- Sewai Location in Jharkhand, India Sewai Sewai (India)
- Coordinates: 23°37′N 85°41′E﻿ / ﻿23.61°N 85.68°E
- Country: India
- State: Jharkhand
- District: Ramgarh

Population (2011)
- • Total: 7,874

Languages (*For language details see Chitarpur (community development block)#Language and religion)
- • Official: Hindi, Urdu
- Time zone: UTC+5:30 (IST)
- PIN: 825101
- Telephone/ STD code: 06553
- Vehicle registration: JH
- Lok Sabha constituency: Hazaribagh
- Vidhan Sabha constituency: Ramgarh
- Website: ramgarh.nic.in

= Sewai =

Sewai is a census town in the Chitarpur (community development block) CD block in the Ramgarh subdivision of the Ramgarh district in the Indian state of Jharkhand.

==Geography==

===Location===
Sewai is located at .

===Area overview===
Ramgarh has a vibrant coal-mining sector. The map alongside provides links to five operational areas of Central Coalfields spread across South Karanpura Coalfield, Ramgarh Coalfield and West Bokaro Coalfield. Four of the six CD blocks in the district have coal mines – Patratu, Ramgarh, Mandu and Chitarpur. The high concentration of census towns in these blocks are noticeable on the map. Only two blocks, Gola and Dulmi, are totally rural areas. Ramgarh district lies in the central part of the Chota Nagpur Plateau. The Damodar valley covers most of the district. The forested areas in highlands to the north and the south of the valley can be seen in the map (mark the shaded areas). "Chotanagpur has a charm of its own... The entire area forms one of the most charming series of views imaginable. The far-off hills in the background in exquisite tints of blue or purple as the light falls, the nearer hills picturesquely shaped and luxuriant in every shade of green with their bold escarpments in black or grey, and the brown plains below furnishing their quota of colours."

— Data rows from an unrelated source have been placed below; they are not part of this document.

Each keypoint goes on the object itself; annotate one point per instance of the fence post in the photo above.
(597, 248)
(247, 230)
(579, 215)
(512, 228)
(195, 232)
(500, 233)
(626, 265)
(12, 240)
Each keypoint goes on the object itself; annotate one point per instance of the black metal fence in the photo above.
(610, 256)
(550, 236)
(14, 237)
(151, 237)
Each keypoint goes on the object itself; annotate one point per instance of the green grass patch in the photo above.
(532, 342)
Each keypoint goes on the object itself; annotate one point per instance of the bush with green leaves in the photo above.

Note: The map alongside presents some of the notable locations in the district. All places marked in the map are linked in the larger full screen map.

==Demographics==
According to the 2011 Census of India, Sewai had a total population of 7,874, of which 4,175 (53%) were males and 3,699 (47%) were females. Population in the age range 0-6 years was 660. The total number of literate persons in Sewai was 6,651 (92.20% of the population over 6 years).

As of 2001 India census, Sewai had a population of 8,784. Males constitute 53% of the population and females 47%. Sewai has an average literacy rate of 76%, higher than the national average of 59.5%: male literacy is 82%, and female literacy is 68%. In Sewai, 14% of the population is under 6 years of age.

==Infrastructure==
According to the District Census Handbook 2011, Ramgarh, Sewai covered an area of 3.986 km^{2}. Among the civic amenities, it had 50 km roads with open drains, the protected watersupply involved tapwater from treated and untreated sources, overhead tank. It had 1,463 domestic electric connections, 200 road lighting points. Among the medical facilities, it had 1 hospital, 1 dispensary, 1 health centre, 9 family welfare centres, 1 maternity and child welfare centre, 1 maternity home, 7 nursing homes, 5 medicine shops. Among the educational facilities it had 12 primary schools, 3 middle schools, 1 secondary school, 1 senior secondary school, the nearest general degree college at Ramgarh Cantonment 12 km away. One important commodity it produced was coal. It had the branch offices of 3 nationalised banks, 1 cooperative bank, 1 agricultural credit society, 1 non-agricultural credit society.

==Economy==
Rajrappa open cast mine and Rajrappa washery are operational under Rajrappa Area of Central Coalfields Limited.

==Education==
- Saraswati Vidyamandir Rajrappa is a Hindi-medium Higher Secondary School located at Sewai.
- UPG High School Rajrappa Project is a Hindi-medium Secondary School at Sewai.

==Healthcare==
Central Coalfields Limited has the Silver Jubilee Hospital Rajrappa mines at Sewai with 20 beds and 3 general duty medical officers. Among the facilities it has are: x-ray, laboratory. It has 2 ambulances.